The popularity of user-generated content has increased on social media sites, and this effect has spilled over to the health industry. An incredible number of individuals are now going on the internet to give their contribution to an extensive range of health care issues that range from extraction of wisdom teeth to the avian flu pandemic or using acupuncture to deal with infertility. This is what is known as Health 2.0 or user-generated health care.
To some degree, that is not new as there have already been online support groups which have existed since the early 1990s. However, the content has evolved, and we now have videos, blogs, and numerous contributors. According to one research firm, more than 20% of Americans have contributed some information on health-related content. The hype that surrounded web 2.0 has raised the awareness of new possibilities thus there has been an increase in new users and new content.

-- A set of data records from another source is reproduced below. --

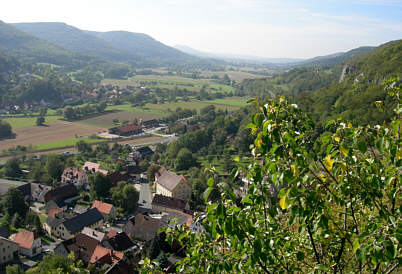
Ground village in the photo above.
[0,137,202,273]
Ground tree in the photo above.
[36,116,45,126]
[6,264,25,274]
[147,164,161,182]
[110,181,140,213]
[4,158,22,178]
[162,80,402,273]
[89,172,112,199]
[0,120,13,139]
[175,148,197,170]
[35,253,87,274]
[45,154,64,180]
[75,140,92,153]
[1,188,28,218]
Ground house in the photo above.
[82,162,107,175]
[45,184,78,203]
[47,208,64,219]
[122,214,166,241]
[155,167,191,200]
[152,194,190,212]
[105,260,135,274]
[108,171,130,186]
[142,119,159,128]
[30,183,52,203]
[43,211,74,236]
[81,227,107,243]
[10,229,42,257]
[73,205,88,214]
[102,232,134,251]
[91,200,117,218]
[109,125,142,136]
[55,208,103,240]
[89,245,124,265]
[61,167,88,187]
[54,233,99,264]
[0,179,30,197]
[45,200,67,214]
[107,228,119,239]
[134,147,154,159]
[0,236,19,265]
[126,165,143,181]
[0,226,10,238]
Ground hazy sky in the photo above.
[0,0,402,58]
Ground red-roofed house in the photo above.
[109,125,142,136]
[107,228,119,239]
[10,230,42,257]
[82,162,107,175]
[155,167,191,201]
[61,167,88,187]
[91,200,117,218]
[89,245,124,265]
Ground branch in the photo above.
[305,219,321,264]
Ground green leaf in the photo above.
[314,264,329,271]
[376,137,384,152]
[353,238,360,253]
[204,187,213,202]
[207,178,214,187]
[296,251,304,261]
[357,141,367,153]
[279,193,289,209]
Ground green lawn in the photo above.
[3,116,61,129]
[32,137,106,150]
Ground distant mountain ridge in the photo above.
[0,21,94,66]
[12,22,196,66]
[174,45,304,64]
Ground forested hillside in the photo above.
[13,22,197,67]
[295,40,402,124]
[0,21,95,68]
[237,40,402,124]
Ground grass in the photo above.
[32,137,106,150]
[3,116,61,129]
[208,98,248,107]
[75,110,163,128]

The increase in user-generated content is in part because individuals have significantly more access to tools for writing the content along with the wider web tendencies. Tools like webcams and the digital camera have made it simple for people to take photos and upload them and. However, there are other factors that have led to this increase. People with multiple chronic diseases like depression, diabetes are curious to get some tips from other people that have similar conditions. Nowadays, any field of medical knowledge is too wide for any single doctor to know all of it. Some patients who may not get all of the advice from their physician would rather go online, join a forum with other individuals with similar states for more information.
There are numerous discussions on health- related issues online and it is peculiar as health is a sensitive issue that folks don’t merely discuss with anyone. Individuals aren’t aware of how permanent info is online; as they say, the web never forgets. There is certainly the risk of malicious individuals misusing one’s private data. Some sites try to mitigate this risk by requiring the use of pseudonyms. Another concern with this user-generated content is misinformation. Too much health data can confuse some individuals. User-created content is useful, and it’s helped people, but one has to utilize the info in addition to consulting their doctor.
Most of the user-created content is correct because if one shares information that is erroneous, it may be corrected by other individuals. Some people have employed user-created content as their greatest source of hope. If a person is diagnosed with a rare form of cancer, they can find support from other people across the world who can provide accurate information about the treatment and recommend doctors.